Les sites électroniques opèrent en ce moment une transformation fondamentale en devenant 100% plateformes sociales et 100% vidéo. Toujours plus vite. Toujours plus rapide que les autres. Une course vertigineuse ! Et c’est là tout le défi pour la survie des médias en ligne. En Algérie ou ailleurs.

Mais STOP !

On rembobine tout ! Il faut revenir en arrière… A la journée du vendredi 21 octobre 2016. A l’ère de la vitesse de l’éclair, au moment où ailleurs on commence à dire adieu aux articles, où on a recours de plus en plus aux directs (Lives) , où l’on monte des « stories » avec des équipes 100% vidéos toujours dans des formats de plus en plus courts et optimisés pour les réseaux sociaux… on est ramené très loin en arrière.

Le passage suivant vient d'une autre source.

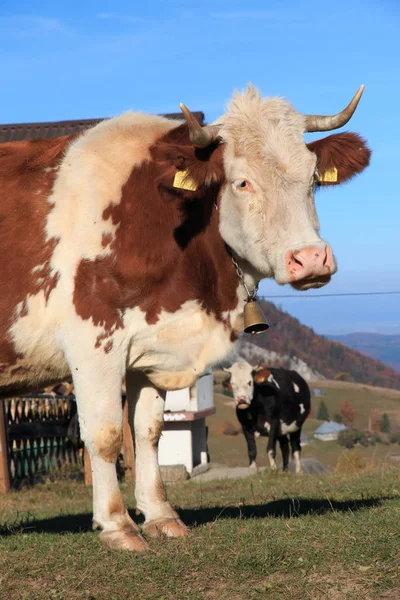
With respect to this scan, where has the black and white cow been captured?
[226,362,311,473]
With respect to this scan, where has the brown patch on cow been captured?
[104,340,114,354]
[229,329,239,343]
[253,367,271,384]
[94,427,122,463]
[101,233,113,248]
[73,126,238,338]
[0,136,76,365]
[307,132,371,186]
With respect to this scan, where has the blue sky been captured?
[0,0,400,333]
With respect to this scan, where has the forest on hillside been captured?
[251,301,400,389]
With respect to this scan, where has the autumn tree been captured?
[379,413,390,433]
[317,400,329,421]
[339,400,356,425]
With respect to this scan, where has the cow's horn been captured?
[179,103,220,148]
[306,85,364,132]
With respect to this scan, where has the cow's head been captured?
[225,362,254,409]
[181,86,370,290]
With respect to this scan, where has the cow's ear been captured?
[150,125,225,199]
[307,132,371,186]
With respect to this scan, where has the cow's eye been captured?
[233,179,253,192]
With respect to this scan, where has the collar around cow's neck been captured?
[225,244,269,334]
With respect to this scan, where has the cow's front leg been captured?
[279,435,290,471]
[243,426,258,473]
[267,419,279,471]
[126,373,188,537]
[71,357,148,551]
[290,429,303,473]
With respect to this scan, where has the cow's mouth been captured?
[290,273,332,292]
[236,401,250,410]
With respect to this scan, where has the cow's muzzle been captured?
[285,245,336,290]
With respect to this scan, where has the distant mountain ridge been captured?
[326,332,400,373]
[243,301,400,389]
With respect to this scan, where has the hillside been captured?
[244,302,400,389]
[327,333,400,373]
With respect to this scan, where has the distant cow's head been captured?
[225,362,254,408]
[182,87,370,290]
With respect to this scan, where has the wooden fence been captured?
[0,394,134,493]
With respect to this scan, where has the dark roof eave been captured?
[0,112,204,143]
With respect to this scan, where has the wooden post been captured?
[122,400,135,480]
[83,446,92,485]
[0,400,10,494]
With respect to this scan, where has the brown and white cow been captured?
[0,87,370,550]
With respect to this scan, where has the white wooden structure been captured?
[158,369,215,475]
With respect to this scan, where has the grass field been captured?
[0,468,400,600]
[0,382,400,600]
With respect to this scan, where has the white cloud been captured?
[96,13,144,23]
[0,15,68,37]
[211,10,290,22]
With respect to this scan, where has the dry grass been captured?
[0,469,400,600]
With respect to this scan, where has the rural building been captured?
[312,388,326,398]
[314,421,347,442]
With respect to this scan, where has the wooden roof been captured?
[0,112,204,143]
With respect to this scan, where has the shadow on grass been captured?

Une voix s’élève en Algérie et pas des moindre, celle du chef de l’Etat pour mettre en garde contre la presse électronique. Qui donc menace-t-elle cette presse électronique qui travaille, pour la plupart des titres, dans une grande adversité ? La réponse est simple : elle fait de la concurrence aux contenus extérieurs. Dans tous les pays du monde, c’est une chose positive. En Algérie non !

Le pouvoir, englué dans des calculs étriqués, ne l’aime pas car elle n’est pas facilement contrôlable. Au point d’ailleurs, suprême ironie, d’envoyer un signal à la presse-papier pour lui signifier qu’elle aussi est menacée par la presse électronique.

Le message à la presse algérienne du chef de l’Etat est anachronique, entièrement centré, on le devine aisément, sur les soucis immédiats de neutraliser des adversaires présumés.

Du coup, c’est sans nuance que la presse électronique est assimilée à la foire des réseaux sociaux où l’on trouve de tout, du pire et du meilleur.

Dans ce monde qui bouge à une allure vertigineuse, l’Algérie, comme beaucoup de pays de sa taille, doit suivre les évolutions. Le seul domaine où elle pourra faire la différence, c’est dans la production des contenus nationaux jusque-là bridés par les pouvoirs publics de manière directe ou indirecte.

On attendait donc un signal des pouvoirs publics en direction des producteurs de contenus, dont les journaux électroniques font partie, pour que les Algériens soient correctement informés sur le pays et sur le monde par des professionnels Algériens. L’enjeu est fondamental. On attendait sinon un signal annonçant un soutien du moins la promesse qu’on ne les entravera pas. On a reçu à la place un message de défiance, une menace de répression sous le terme trop vague de régulation.

Le pouvoir Algérien est en passe, une nouvelle fois, de créer des faux barrages qui n’entravent que les professionnels Algériens et qui empêchent l’Algérie d’avoir une présence sérieuse et audible sur la toile. Car ce discours anxieux et méfiant à l’égard de la presse électronique est révélateur d’une totale déconnexion qui ne prend pas la mesure de ce qu’est l’Internet aujourd’hui et de ses vrais enjeux.

La presse électronique algérienne n’est pas assimilable aux réseaux sociaux, c’est un non-sens que de faire l’amalgame. Le pouvoir détient, bien sûr, les moyens de nuire aux journaux électroniques qui sont adossés à des entreprises en bonne et due forme. Il restera totalement impuissant face à Facebook and Co. Et il n’empêchera pas des Algériens qui en ont les moyens de créer, de l’extérieur, des médias qui cibleront les Algériens.

L’Algérie risque une fois de plus de rater un important virage et de disparaître des écrans radars de la cyber-planète. On fait mine de s’inquiéter du poids des médias étrangers sur lesquels on n’a aucune influence, mais on cherche concrètement à étouffer les médias Algériens qui peuvent, de manière professionnelle, leur faire contrepoids. De manière absurde, on croit contrôler l’Internet. Et pourtant, on sait qu’un caillou ne peut pas bloquer le cours d’un torrent.